A North Star Air plane carrying food for several remote First Nation communities has completed its deliveries for CBC Thunder Bay's 2017 Sounds of the Season.

The charter service airline took its shipments of food to Eabametoong, Neskantaga and Marten Falls First Nations on Friday. The communities are hundreds of kilometres north of Thunder Bay, Ont.

"This is going to be awesome, especially for the kids," said Lance Baxter Sr., who lives in Marten Falls, but added that the community is in a very difficult situation where even basic necessities are hard to come by.

"Our store is going to be going down, we have no gas station," he said. "We're in crisis."

Baxter said many members of the First Nation, located about 500 kilometres north of Thunder Bay, have left. He added that, for those who still call the community home, Friday's delivery will mean a lot.
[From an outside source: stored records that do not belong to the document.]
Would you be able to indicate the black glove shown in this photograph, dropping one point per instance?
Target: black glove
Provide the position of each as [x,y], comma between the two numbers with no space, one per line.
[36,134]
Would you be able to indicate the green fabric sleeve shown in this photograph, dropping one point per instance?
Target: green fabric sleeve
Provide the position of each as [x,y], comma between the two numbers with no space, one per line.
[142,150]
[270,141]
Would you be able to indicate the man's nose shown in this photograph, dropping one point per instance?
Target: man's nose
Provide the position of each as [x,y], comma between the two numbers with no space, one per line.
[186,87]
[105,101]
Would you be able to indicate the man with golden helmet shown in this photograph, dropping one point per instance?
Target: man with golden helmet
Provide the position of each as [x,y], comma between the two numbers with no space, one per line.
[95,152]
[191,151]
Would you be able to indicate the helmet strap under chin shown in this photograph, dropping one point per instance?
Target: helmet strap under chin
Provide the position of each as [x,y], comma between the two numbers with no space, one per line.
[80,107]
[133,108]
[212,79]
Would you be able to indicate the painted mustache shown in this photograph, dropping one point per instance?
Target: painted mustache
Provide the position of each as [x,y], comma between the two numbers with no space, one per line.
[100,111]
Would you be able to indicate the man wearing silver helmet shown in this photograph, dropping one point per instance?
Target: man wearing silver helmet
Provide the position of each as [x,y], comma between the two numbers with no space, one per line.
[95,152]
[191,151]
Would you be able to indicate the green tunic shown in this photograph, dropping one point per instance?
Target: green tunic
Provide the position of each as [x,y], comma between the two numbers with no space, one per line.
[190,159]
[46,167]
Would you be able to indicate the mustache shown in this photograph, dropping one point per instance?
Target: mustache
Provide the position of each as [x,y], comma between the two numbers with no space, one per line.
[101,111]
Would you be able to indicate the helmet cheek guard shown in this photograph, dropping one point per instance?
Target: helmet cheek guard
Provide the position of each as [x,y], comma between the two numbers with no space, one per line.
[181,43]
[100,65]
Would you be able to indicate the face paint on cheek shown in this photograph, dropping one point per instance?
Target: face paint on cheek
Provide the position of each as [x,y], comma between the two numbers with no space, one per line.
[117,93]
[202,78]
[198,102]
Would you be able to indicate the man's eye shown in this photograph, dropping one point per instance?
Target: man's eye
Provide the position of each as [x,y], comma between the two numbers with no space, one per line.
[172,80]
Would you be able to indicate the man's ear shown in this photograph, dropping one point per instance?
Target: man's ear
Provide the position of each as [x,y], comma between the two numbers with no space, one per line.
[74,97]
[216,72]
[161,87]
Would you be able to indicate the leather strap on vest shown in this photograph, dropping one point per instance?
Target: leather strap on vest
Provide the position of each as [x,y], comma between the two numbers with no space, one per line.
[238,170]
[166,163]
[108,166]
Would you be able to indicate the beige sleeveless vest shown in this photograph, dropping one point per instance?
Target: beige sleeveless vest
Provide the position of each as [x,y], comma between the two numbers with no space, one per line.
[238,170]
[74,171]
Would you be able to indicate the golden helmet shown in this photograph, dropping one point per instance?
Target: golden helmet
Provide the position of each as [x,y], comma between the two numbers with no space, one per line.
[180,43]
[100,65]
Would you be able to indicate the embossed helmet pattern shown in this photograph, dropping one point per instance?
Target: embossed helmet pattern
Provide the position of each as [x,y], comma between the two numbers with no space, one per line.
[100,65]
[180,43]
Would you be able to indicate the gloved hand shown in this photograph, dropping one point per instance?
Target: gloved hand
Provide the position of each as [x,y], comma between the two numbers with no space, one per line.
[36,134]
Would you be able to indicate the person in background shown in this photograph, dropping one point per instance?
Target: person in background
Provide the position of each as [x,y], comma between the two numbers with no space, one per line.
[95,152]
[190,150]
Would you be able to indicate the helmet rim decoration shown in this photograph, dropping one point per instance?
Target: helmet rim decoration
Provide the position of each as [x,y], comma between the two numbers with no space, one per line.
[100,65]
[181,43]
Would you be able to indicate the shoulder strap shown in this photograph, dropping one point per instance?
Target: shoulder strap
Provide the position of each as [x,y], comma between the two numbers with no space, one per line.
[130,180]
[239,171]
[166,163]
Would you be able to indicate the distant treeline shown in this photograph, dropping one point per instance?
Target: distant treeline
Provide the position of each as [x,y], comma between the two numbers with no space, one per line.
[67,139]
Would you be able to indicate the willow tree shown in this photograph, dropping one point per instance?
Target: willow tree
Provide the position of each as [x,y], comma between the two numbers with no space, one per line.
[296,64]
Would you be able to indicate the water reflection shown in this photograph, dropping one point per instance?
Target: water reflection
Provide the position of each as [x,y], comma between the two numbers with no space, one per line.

"It means food in the kids' bellies and that's all I care about," he said.

The remoteness of the three communities that North Star delivered to on Friday means it's more difficult — and expensive — to transport even basic goods that far north; consequently, food, including staples like fruit, vegetables and fresh milk, can be hard to come by. The donations sent Friday were raised through the Sounds of the Season initiative. The food was supplied by a number of organizations, businesses and individuals.

"Most likely, it's going to mean relief for the people, not having to worry about food for about a month," Marten Falls First Nation Chief Bruce Achneepineskum said. "The communities need foods that are fresh, and we're always looking at a way to provide that for the community. It's difficult."

Neskantaga Land

North Star Air's second stop on Friday was in Neskantaga First Nation. (Chris Ensing / CBC)

Prior to touchdown in Marten Falls, the North Star Air PC-12 aircraft stopped in Neskantaga and Eabametoong.

"It helps the families that are in need," said William Moonias, a council member in Neskantaga.

"Getting stuff up here is, you're looking at almost double price of everything. It helps the family that needs help."

Moonias added that food will go far in a close-knit community. "I'd like to thank everyone for the support."

"Very generous," said Eabametoong Coun. Harry Papah, after the plane landed in the community of about 1,500 Friday morning and boxes of food were being unloaded. About 1,800 kilograms of food, including turkeys, was donated to the First Nation.

Prior to takeoff Friday morning, officials with North Star Air told CBC Thunder Bay's Superior Morning about the anticipation they were feeling.

"[I feel] really good, looking forward to it," said company spokesperson John Beardy. "The bright part is usually when you get to the community and see the people there, the leadership and whoever comes out to help out."

"That's where the excitement happens."

In total, Sounds of the Season is expected to provide food — ranging from canned goods and other pantry items to fresh produce — to more than 8,000 people, many of whom are children.